News

10th November 2025

Carried Interest Guide for Real Estate Investment Professionals (Europe)

Carried interest – “carry” – is the piece of economics that turns a good real-estate investment job into genuine long-term wealth creation.

In London and across Europe, carry is now a core part of compensation for investment professionals at private equity real estate funds, value-add/opportunistic managers and, increasingly, private credit platforms. But it is often poorly understood, inconsistently structured and hard to compare.

This guide sets out how carried interest typically works for real estate investment professionals in Europe. We work with clients to structure carried-interest plans that are competitive in the current market and effective at securing and retaining top performers, while aligning incentives across the life of a fund.

 

What is carried interest?

Carried interest is a share of investment profits paid to the sponsor and its senior team, usually after:

  • Investors have had their capital returned, and
  • A minimum hurdle rate (often 6–8% IRR) has been achieved.

In classic European real-estate private equity structures, the fund earns a promote (for example 15–20% of profits above the hurdle).
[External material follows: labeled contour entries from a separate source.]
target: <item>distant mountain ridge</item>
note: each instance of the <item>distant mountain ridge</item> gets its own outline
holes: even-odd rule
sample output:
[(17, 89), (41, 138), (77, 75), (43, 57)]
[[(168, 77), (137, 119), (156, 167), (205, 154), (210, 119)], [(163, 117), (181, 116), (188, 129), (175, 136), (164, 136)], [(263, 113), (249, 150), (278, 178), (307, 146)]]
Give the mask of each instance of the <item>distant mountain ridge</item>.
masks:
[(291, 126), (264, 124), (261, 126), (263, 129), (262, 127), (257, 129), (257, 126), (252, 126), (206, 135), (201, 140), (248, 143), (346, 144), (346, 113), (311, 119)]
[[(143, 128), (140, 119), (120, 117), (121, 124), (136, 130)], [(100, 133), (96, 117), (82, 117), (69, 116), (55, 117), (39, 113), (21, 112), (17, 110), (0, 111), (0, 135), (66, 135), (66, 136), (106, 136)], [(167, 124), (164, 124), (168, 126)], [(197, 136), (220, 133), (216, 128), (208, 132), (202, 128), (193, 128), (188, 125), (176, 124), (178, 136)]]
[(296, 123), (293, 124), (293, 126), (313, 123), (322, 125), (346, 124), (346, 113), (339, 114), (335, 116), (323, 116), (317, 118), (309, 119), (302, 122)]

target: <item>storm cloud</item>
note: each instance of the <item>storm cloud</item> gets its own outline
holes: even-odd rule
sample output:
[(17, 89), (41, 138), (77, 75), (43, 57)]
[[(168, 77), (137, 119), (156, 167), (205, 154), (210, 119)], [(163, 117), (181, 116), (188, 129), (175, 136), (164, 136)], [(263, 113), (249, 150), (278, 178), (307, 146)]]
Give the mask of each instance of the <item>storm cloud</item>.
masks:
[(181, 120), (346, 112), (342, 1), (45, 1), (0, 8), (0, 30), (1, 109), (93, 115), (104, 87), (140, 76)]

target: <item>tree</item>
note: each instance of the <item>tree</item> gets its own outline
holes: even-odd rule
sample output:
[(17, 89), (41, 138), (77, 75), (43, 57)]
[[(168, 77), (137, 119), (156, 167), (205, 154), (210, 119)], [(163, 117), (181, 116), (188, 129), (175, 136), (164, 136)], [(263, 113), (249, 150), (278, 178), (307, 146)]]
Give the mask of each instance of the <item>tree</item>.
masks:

That promote is then split between:

  • The management company / partners, and
  • The carry pool shared with senior professionals down to VP/Associate level.

Carry is therefore long-term and performance based – unlike salary and annual bonus, which are paid regardless of whether a fund ultimately performs.

 

Where carry features in real-estate roles

In the London market, carry is now common in:

  • Private equity real estate & opportunistic/value-add funds.
  • Real assets multi-asset platforms with meaningful closed-end strategies.
  • Private credit / real-estate debt funds, especially those running higher-margin, opportunistic or mezzanine strategies.
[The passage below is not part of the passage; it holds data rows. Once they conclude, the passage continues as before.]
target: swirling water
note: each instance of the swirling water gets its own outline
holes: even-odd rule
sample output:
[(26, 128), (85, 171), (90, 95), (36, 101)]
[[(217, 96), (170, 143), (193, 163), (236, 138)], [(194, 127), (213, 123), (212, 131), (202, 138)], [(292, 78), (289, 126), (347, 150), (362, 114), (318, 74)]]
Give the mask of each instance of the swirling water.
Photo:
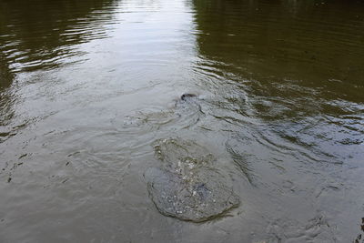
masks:
[[(363, 13), (1, 1), (0, 241), (359, 242)], [(177, 106), (186, 92), (198, 103)], [(176, 137), (213, 151), (238, 208), (201, 224), (157, 211), (144, 173)]]

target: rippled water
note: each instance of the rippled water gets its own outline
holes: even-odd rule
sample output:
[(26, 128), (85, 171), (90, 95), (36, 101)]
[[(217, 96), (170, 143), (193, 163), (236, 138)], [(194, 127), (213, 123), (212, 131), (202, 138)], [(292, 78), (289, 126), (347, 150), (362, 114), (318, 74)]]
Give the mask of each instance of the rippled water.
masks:
[[(0, 1), (0, 241), (360, 242), (363, 13)], [(171, 138), (212, 151), (237, 208), (199, 224), (158, 212), (145, 172)]]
By contrast, it is less common – or materially smaller – in:

  • Core/core+ open-ended funds.
  • Developers and listed PropCos/REITs, where LTIPs and stock schemes are more typical.
  • Traditional banks and insurance companies, where compensation is dominated by salary + cash bonus.

Carry is the main differentiator between private equity real estate, investment managers and lenders, with total cash often similar but long-term upside heavily skewed to PE and higher-risk strategies.

 

How carry is structured (London market norms)

While each platform is different, common features in European real-estate carry plans include:

 

Fund-level pool

  • Carry is usually calculated at the fund level (a “European waterfall”), sometimes with an overlay of deal-by-deal carry for specific strategies.

 

Vesting

  • Standard vesting is 4–5 years, often aligned to the investment period.
  • Leavers typically keep vested carry but forfeit unvested amounts, subject to “good leaver / bad leaver” rules.

 

Participation by level

Based on Caravel’s work and live mandates, a typical per-fund economic outcome for a mid-sized successful London real-estate fund might look like this (assuming a fully realised fund and “in-the-money” carry):

  • Associate – equivalent to £25k–£75k per year over the life of the fund (average c. £250k per fund)
  • Vice President £50k–£100k per year (average c. £375k per fund)
  • Director £75k–£150k per year (average c. £560k per fund)
  • Managing Director / Partner £100k–£250k+ per year (fund-level economics can be materially higher at top-quartile platforms)

These numbers are illustrative only, but show carry becoming financially meaningful from VP/Director level upwards, with partners holding the majority of the promote.

 

Co-investment

Many funds require senior staff to co-invest alongside LPs.
In our experience at Caravel, private debt funds are more likely than other private-markets strategies to grant carry without requiring co-investment, which is relevant for London real-estate credit platforms currently competing hard for talent.

 

Compensation Trends (Europe / London)

  • Whilst base salaries across European real estate were broadly flat, carried interest and promote values are much lower due to lower valuations and slower exits.
  • Median cash compensation growth of only ~1–2% across most functions, with carry taking the strain at senior levels: platform heads and MDs in acquisitions have seen repeated reductions in total comp when carry is marked to a weaker market.
  • European executives have at times traded carry for higher fixed pay late in the cycle – a theme now returning as some professionals prioritise certainty over long-dated upside.
  • Carry remains central to long-term wealth for real-estate investment professionals, but its perceived value is lower today than it was at the peak of 2021/22, particularly for office or legacy portfolios.
  • Top performers in living, logistics and alternatives still see highly attractive carry outcomes; those in more challenged sectors are placing more emphasis on base + bonus.

 

How Caravel Can Help

Caravel operates exclusively at the intersection of real estate and finance. We see real carried-interest terms across:

  • Pan-European value-add / opportunistic funds
  • Core/core+ and open-ended managers
  • Private credit / special situations and real-estate lending platforms
  • Developers, operators and listed vehicles with LTIPs or shadow-carry

We are able to help clients structure packages that balance base, bonus and long-term upside in a way that aligns interests over the life of a fund.

 

Important note

This guide is informational only and focuses on broad market practice in London and wider Europe. Individual carried-interest plans vary widely by firm, strategy, sector and fund performance.